New York

Richard Dupont

Tracy Williams, Ltd.

Richard Dupont makes sculptures of bodies and images of bodies, but for all the precise corporeal detail they reproduce, they’re still not tremendously physical. Most of the bald, naked, perfectly flesh pink cast-resin sculptures and pared-down ink and collage works in this show represent Dupont’s own form and were created from a nearly complete laser scan of his body made at the Wright Patterson Air Force Base. (The military, for whatever reason, wouldn’t scan him naked, so Dupont made plaster casts of his genitals and scanned them separately.) The result, a virtual model of his own body, is Dupont’s raw material, but the two-foot-tall figures in this exhibition have been put through further paces: They are variously widened, attenuated, or pulled along a diagonal axis so that one edge of the body seems to advance, dragging the rest behind it (and, in so doing, faintly echoes Marcel Duchamp’s Nude Descending a Staircase, 1912).

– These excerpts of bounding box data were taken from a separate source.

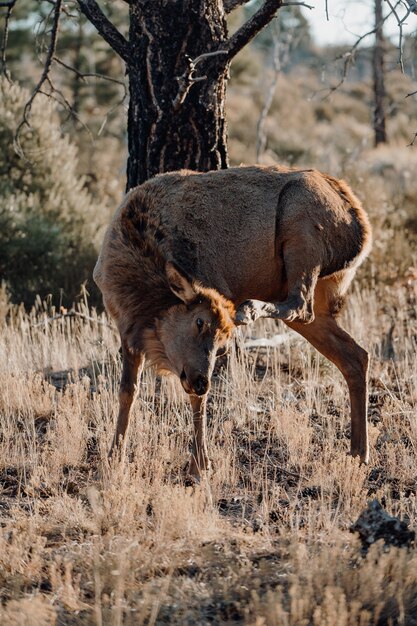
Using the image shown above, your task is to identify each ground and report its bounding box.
[0,281,417,626]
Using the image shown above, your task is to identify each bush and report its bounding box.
[0,79,99,306]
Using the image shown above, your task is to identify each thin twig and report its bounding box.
[407,133,417,148]
[223,0,250,13]
[77,0,130,63]
[0,0,17,83]
[281,2,315,9]
[172,50,227,111]
[386,0,413,74]
[13,0,62,157]
[53,57,127,88]
[220,0,283,61]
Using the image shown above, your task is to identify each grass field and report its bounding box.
[0,280,417,626]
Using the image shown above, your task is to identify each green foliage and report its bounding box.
[0,80,97,305]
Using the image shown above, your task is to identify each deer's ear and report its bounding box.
[165,263,197,304]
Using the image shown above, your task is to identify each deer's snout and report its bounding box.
[180,369,210,396]
[191,374,209,396]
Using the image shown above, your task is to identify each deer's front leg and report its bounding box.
[109,344,144,458]
[188,395,210,479]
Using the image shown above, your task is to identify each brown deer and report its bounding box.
[94,166,371,478]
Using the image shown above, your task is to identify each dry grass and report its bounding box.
[0,284,417,626]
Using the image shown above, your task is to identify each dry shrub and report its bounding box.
[0,285,417,626]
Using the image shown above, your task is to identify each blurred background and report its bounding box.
[0,0,417,308]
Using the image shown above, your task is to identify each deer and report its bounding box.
[94,165,372,481]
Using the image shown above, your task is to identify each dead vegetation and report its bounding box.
[0,280,417,626]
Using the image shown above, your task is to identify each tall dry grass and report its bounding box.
[0,282,417,626]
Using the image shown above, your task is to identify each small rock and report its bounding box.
[350,499,416,552]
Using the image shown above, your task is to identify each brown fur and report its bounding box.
[94,166,371,473]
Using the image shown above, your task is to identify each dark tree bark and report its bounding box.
[127,0,228,188]
[78,0,283,189]
[373,0,387,146]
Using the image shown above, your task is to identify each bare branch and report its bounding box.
[0,0,17,83]
[256,17,303,162]
[14,0,62,157]
[78,0,130,63]
[53,57,127,89]
[386,0,417,74]
[172,50,227,111]
[222,0,283,61]
[407,133,417,148]
[281,2,315,9]
[404,0,417,15]
[223,0,250,13]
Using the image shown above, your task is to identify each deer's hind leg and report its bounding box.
[286,285,369,463]
[236,233,321,324]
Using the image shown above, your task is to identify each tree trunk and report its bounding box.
[127,0,228,189]
[373,0,387,146]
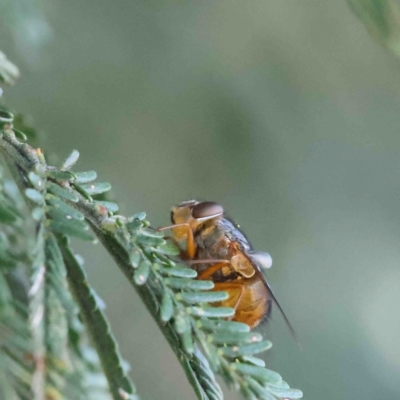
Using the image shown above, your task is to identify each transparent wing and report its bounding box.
[246,251,300,346]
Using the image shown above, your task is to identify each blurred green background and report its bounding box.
[0,0,400,400]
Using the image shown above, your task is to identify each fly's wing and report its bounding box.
[246,251,299,344]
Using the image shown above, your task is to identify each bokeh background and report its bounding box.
[0,0,400,400]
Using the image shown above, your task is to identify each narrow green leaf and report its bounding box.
[61,150,79,170]
[133,259,151,285]
[46,182,79,203]
[174,314,190,335]
[176,292,229,304]
[95,201,119,213]
[131,212,146,221]
[164,278,214,290]
[81,182,111,196]
[210,332,262,345]
[136,232,166,247]
[221,340,272,357]
[198,318,250,333]
[75,171,97,183]
[0,51,19,85]
[25,188,44,204]
[153,242,179,256]
[242,356,265,367]
[231,363,282,383]
[129,248,142,268]
[47,220,94,241]
[0,203,17,225]
[28,171,44,191]
[347,0,400,57]
[160,290,174,322]
[140,228,164,239]
[181,329,194,354]
[186,306,235,318]
[46,170,75,182]
[32,207,44,221]
[60,239,137,400]
[246,376,270,400]
[45,194,83,220]
[47,206,84,221]
[73,181,93,202]
[13,129,28,142]
[159,266,198,278]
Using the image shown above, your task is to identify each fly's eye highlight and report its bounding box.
[192,201,224,220]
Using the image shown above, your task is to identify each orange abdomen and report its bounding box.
[214,274,271,328]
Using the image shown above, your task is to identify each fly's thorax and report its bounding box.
[195,223,230,260]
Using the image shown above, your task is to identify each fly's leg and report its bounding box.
[196,260,229,280]
[157,224,196,260]
[213,282,244,319]
[197,260,244,318]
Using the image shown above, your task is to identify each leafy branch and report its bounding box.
[0,51,302,400]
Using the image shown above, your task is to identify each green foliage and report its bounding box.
[347,0,400,57]
[0,51,302,400]
[0,51,19,85]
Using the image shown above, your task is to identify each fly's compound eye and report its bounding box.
[192,201,224,221]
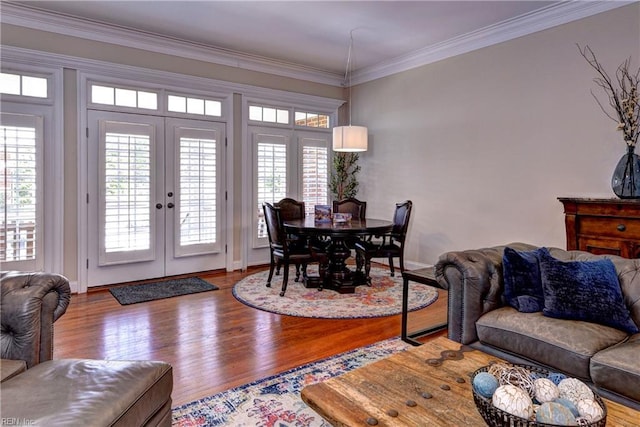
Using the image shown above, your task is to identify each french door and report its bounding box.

The eight bodies in Dupont’s Them (all works 2005) mill about on a white, waist-high pedestal in a casual tableau, several of them standing like kouroi, a nod to the classical past in the midst of this brave new world. Unlike Tim Hawkinson, with whom Dupont shares an interest in the possibilities of exploring and rendering the body, Dupont’s inquiry is not particularly personal. Where Hawkinson’s whatever-means-necessary approach (taking pictures of himself submersed in a tub of ink; drawing every part of his body that he can see) suggests an image of the artist as a subjective, inquisitive presence, Dupont’s figures—although based on nearly unimaginable amounts of information—are skewed almost entirely toward the generic. In Hawkinson’s work, the human element is the artist as observer, but in Dupont’s it is harder to locate, and this seems to be precisely the point: His body has become simply a shape to play with, to pull at here and there, much as one might absentmindedly pull at a lump of clay.

It’s chilling, to be sure, this sense of the artist as disinterested controlling force. Viewers may find, as a result of seeing the show, that they sense their own physical selves a bit more distinctly, but the overwhelming feeling is not so much one of interaction as of remove. The information gathered by the military in scans like the one it performed on Dupont is, after all, used for such diverse projects as designing crash-test dummies and (after being sold to various commercial entities) determining clothing sizes for retailers such as The Gap. The mini-Duponts are threatening because they convey a sense of information being used against us—not a new concern, certainly, but one given coolly effective shape here.

The most disturbing work in this generally unsettling show is Forced to Stand, in which Dupont has created a digitally animated loop of himself (or, better, his likeness’s self) trying but failing to stay awake and repeatedly bumping its head into the monitor’s frame. The intimation of a not-quite-human construct succumbing to the most organic of needs pulls us into a realm that is more upsetting than reassuring. When the clones have the same needs as real people, what, precisely, is the difference?